Hello I have the following question:
I need to show if the functor $\Bbb{Q}\otimes_R-$ from $\Bbb{Z}$-modules to $\Bbb{Q}$ vector spaces are left exact, right exact or even nothing.
I somehow struggle understanding this functor so I mean before I can figure out if we have a type of exactness I should understand what this functor does. Could maybe someone explain me this and give me a hint if we have some tipe of exactness so that I know where I need to look in more detail. You don't need to tell me why we have this tipe but only a hint so that I'm not totally lost and I get a feeling.
Thanks for your help
Let $R$ be a ring and $M$ be an $R$-module. You know that the tensor product with $M$ has a universal property. Use this to show that any $R$-linear map $f:N\rightarrow N'$ induces an $R$-linear map $M\otimes_R f: M\otimes_R N \rightarrow M\otimes_R N'$. If you want to have a concrete assignment: it is the map given by $m\otimes n \mapsto m \otimes f(n)$. It is then easy to check that this makes $M\otimes_R -$ into a functor from $\mathsf{Mod}_R$ to $\mathsf{Mod}_R$.
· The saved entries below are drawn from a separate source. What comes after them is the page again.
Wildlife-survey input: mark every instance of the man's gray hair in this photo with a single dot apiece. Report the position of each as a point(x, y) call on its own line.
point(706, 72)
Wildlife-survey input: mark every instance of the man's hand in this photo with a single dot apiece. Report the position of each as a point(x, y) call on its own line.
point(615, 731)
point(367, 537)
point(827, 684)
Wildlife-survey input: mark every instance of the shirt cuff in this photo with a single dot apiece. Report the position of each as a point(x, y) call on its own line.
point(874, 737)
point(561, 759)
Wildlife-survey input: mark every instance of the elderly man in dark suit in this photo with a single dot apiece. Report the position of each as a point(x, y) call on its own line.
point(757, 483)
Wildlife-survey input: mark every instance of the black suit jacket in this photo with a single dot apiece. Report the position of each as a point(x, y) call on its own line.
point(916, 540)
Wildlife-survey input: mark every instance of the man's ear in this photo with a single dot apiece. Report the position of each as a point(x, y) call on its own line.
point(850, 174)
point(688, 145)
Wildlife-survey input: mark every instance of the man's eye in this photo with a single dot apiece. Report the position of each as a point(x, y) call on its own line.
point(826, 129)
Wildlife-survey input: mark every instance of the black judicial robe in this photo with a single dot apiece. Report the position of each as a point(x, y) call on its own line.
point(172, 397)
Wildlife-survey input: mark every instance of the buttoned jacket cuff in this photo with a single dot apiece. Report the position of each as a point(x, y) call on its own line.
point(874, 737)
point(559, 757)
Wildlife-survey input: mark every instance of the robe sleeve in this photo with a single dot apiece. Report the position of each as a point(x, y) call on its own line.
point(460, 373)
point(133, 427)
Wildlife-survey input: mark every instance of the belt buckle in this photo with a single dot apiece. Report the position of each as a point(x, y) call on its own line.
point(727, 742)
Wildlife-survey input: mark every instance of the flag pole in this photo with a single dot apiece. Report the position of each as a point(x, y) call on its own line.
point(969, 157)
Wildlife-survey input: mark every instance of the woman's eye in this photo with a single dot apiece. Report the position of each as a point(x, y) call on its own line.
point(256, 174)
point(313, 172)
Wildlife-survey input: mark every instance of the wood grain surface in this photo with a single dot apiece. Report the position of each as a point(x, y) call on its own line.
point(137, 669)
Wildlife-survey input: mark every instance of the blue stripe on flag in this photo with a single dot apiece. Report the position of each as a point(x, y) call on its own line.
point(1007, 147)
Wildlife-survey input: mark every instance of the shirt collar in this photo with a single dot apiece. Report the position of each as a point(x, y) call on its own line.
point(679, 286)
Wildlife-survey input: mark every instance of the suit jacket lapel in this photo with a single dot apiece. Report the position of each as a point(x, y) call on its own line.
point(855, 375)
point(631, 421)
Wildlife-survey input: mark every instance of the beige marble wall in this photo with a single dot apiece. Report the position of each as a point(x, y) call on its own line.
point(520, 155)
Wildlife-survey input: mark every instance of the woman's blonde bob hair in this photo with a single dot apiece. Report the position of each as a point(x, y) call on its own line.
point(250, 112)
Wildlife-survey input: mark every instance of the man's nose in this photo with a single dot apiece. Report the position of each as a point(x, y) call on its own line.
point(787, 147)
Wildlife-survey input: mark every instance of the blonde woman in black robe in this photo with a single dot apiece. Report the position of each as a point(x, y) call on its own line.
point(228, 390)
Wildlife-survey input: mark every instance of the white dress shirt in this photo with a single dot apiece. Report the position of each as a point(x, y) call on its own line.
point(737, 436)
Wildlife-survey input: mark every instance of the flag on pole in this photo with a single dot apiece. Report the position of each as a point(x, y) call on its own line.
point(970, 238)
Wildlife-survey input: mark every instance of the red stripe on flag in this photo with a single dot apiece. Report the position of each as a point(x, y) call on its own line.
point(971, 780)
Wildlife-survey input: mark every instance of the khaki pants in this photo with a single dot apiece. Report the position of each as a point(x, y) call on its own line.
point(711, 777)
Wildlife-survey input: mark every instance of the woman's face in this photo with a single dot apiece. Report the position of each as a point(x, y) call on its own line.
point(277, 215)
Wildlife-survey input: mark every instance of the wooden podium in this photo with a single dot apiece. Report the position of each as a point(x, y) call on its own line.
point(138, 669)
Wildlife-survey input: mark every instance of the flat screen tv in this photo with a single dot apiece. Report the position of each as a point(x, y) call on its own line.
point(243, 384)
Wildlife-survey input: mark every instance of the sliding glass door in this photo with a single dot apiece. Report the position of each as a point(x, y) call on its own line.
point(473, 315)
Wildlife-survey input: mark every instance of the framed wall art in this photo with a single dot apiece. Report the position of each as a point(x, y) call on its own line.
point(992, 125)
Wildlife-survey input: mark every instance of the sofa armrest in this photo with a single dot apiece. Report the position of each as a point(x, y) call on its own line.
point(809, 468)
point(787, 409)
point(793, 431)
If instead of an $R$-module you use an $R$-algebra $A$, something interesting happens: $R$-modules of the form $A\otimes_R N$ have a canonical $A$-module structure with multiplication given by $a\cdot (a‘\otimes n) = (aa‘)\otimes n$. Hence we may regard $A\otimes_R -$ as a functor from $\mathsf{Mod}_R$ to $\mathsf{Mod}_A$.
Now we recall some properties of the tensor product:
By the usual discussion we have a canonical isomorphism of $R$-modules $$\begin{array}{rcl} A\otimes_R (M\oplus N) & \overset{\cong}{\longrightarrow} & (A\otimes_R M)\oplus(A\otimes_R N)\\ a \otimes (m,n) & \longmapsto & (a\otimes m, a\otimes n) \end{array}$$ which is in fact an isomorphism of $A$-modules (with the canonical $A$-module structure described above). This shows that the functor $A\otimes_R -$ is additive.
By the explicit description of the morphism $M\otimes f$ given above it is easy to see that if $f$ is surjective, so is $M\otimes f$. Together with the additivity this makes $A\otimes_R-$ right exact.
Note that up until now we could do everything in full generality. But for left exactness we need more assumptions. In general neither of the functors $M\otimes_R -$ or $A\otimes_R -$ is left exact. A counterexample is $R=\Bbb Z$, $f:\Bbb Z \rightarrow \Bbb Z, x\mapsto 2x$, $A=\Bbb Z/2\Bbb Z$, since $\Bbb Z/2\Bbb Z\otimes_{\Bbb Z} \Bbb Z = \Bbb Z$ and $\Bbb Z/2\Bbb Z \otimes_\Bbb{Z}=0$.
One says that a module $M$ respectively an algebra $A$ is flat over $R$, of the corresponding tensor functor $M\otimes_R -$ respectively $A\otimes_R -$ is left exact. So in your example we just need to figure out, whether $\Bbb Q$ is flat over $\Bbb Z$. This is true since $\Bbb Q$ is a localization of $\Bbb Z$ and localization is exact.